BOSTON — A 2019 federal law requires hospitals to make prices for 300 shoppable services available online in a “consumer-friendly format,” but a Pioneer Institute survey of 19 hospitals finds that information on discounted cash prices — the price most likely to be charged to consumers paying out of pocket — was unavailable at seven of those hospitals.
Of the 300 services for which prices are required to be made available online, 70 are dictated by the Centers for Medicare & Medicaid Services. The survey, “Massachusetts Hospitals: Uneven Compliance with New Federal Price Transparency Law,” prepared by Pioneer Senior Fellow Barbara Anthony and Research Associate Serena Hajjar, looked at 35 of the 70 services at the 19 hospitals, and found that compliance rates ranged from 60% (Emerson Hospital) to 97% (Mass General).
“Our earlier work found disappointing compliance with Massachusetts’ 2012 healthcare price-transparency law, and now we find that compliance with the federal law isn’t much better,” Pioneer Executive Director Jim Stergios said. “We are not insensitive to the challenges providers are facing, but it is disappointing that compliance with the law has not budged much since 2017, when Pioneer began monitoring hospital price-transparency efforts.”

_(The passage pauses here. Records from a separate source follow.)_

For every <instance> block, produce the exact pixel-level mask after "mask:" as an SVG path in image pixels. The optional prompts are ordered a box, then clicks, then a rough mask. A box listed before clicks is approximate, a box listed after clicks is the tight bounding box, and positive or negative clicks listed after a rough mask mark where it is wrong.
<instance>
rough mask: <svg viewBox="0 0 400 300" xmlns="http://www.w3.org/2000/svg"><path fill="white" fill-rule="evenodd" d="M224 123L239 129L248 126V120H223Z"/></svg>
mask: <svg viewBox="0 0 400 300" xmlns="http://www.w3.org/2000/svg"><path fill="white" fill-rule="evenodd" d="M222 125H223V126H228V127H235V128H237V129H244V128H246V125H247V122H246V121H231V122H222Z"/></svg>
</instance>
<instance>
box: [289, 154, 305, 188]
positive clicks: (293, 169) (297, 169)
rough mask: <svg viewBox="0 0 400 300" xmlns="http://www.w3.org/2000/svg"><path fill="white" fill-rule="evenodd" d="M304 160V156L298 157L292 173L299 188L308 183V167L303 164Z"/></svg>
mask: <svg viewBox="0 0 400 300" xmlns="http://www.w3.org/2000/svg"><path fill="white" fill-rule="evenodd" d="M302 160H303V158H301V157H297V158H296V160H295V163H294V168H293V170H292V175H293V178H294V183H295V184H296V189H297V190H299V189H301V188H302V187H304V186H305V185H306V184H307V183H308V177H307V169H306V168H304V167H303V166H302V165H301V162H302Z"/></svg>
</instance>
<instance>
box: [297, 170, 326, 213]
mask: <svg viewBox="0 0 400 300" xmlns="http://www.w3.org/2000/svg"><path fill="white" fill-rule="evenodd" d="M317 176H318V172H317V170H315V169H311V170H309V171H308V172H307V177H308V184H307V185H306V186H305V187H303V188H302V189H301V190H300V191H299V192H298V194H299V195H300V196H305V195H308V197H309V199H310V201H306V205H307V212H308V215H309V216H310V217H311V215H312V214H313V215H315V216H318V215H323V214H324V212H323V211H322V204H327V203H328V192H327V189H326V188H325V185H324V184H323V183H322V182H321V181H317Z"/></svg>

Seven hospitals that didn’t provide discounted cash prices online Boston Children’s, Falmouth, Holyoke Medical Center, MetroWest Medical Center, Mount Auburn, New England Baptist, and St. Vincent’s.
Among the 12 hospitals that did make at least some discounted cash prices available, there continue to be vast pricing disparities. For example, an MRI of a brain scan before and after contrast was nearly $5,300 at UMass Memorial Hospital in Worcester, but less than $1,500 at Carney in Boston. An abdominal ultrasound was $1,663 at Tufts New England Medical Center, but just $374 at Signature Health Brockton. Finally, an MRI of a leg joint was more than $3,400 at Mass General and Brigham and Women’s, but $775 less than 10 miles away at Carney.
“The disparities we observe strongly suggest a market dominated by the systems that are able to maintain prices above competitive norms,” report author Barbara Anthony said. “This is why it’s crucial that consumers, employers, benefit managers, and insurers have ready access to provider prices.”
Lack of transparency drives up healthcare costs. A 2019 Pioneer survey found that 70 percent of respondents wanted to know the price of a procedure before receiving it. Of Massachusetts residents with health insurance, 11% have deductibles of $3,000 or more.
The new federal law (the Public Health Service Act, passed in 2019 and effective in January 2021) also requires that hospitals make all their prices available in machine-readable formats (MRF) for the benefit of employers, competitors, insurers, governments, and researchers. This format is not intended for consumers.
Massachusetts hospitals do well when it comes to providing prices in the MRF format. Only two hospitals in the sample of 19 do not make this data available in MRF style. While a number of national surveys have been critical of this requirement and the massive amount of data it produces in an unorganized fashion, it does offer an opportunity for large purchasers of healthcare services to harness and utilize such data to their advantage.
The report recommends that:
• Hospitals designate a single administrator to be in charge of price transparency;
• The federal government provide specific guidance to hospitals regarding how to make websites “consumer friendly”;
• The federal government step up compliance action; and
• Massachusetts state government create incentives for hospitals to comply with state and federal price transparency laws.
“While some of these recommendations are similar to others we have made regarding compliance with state transparency laws, we hope that this new federal law will encourage a real commitment to consumer price transparency,” Anthony said. “Pioneer would be pleased to collaborate with providers on such endeavors.”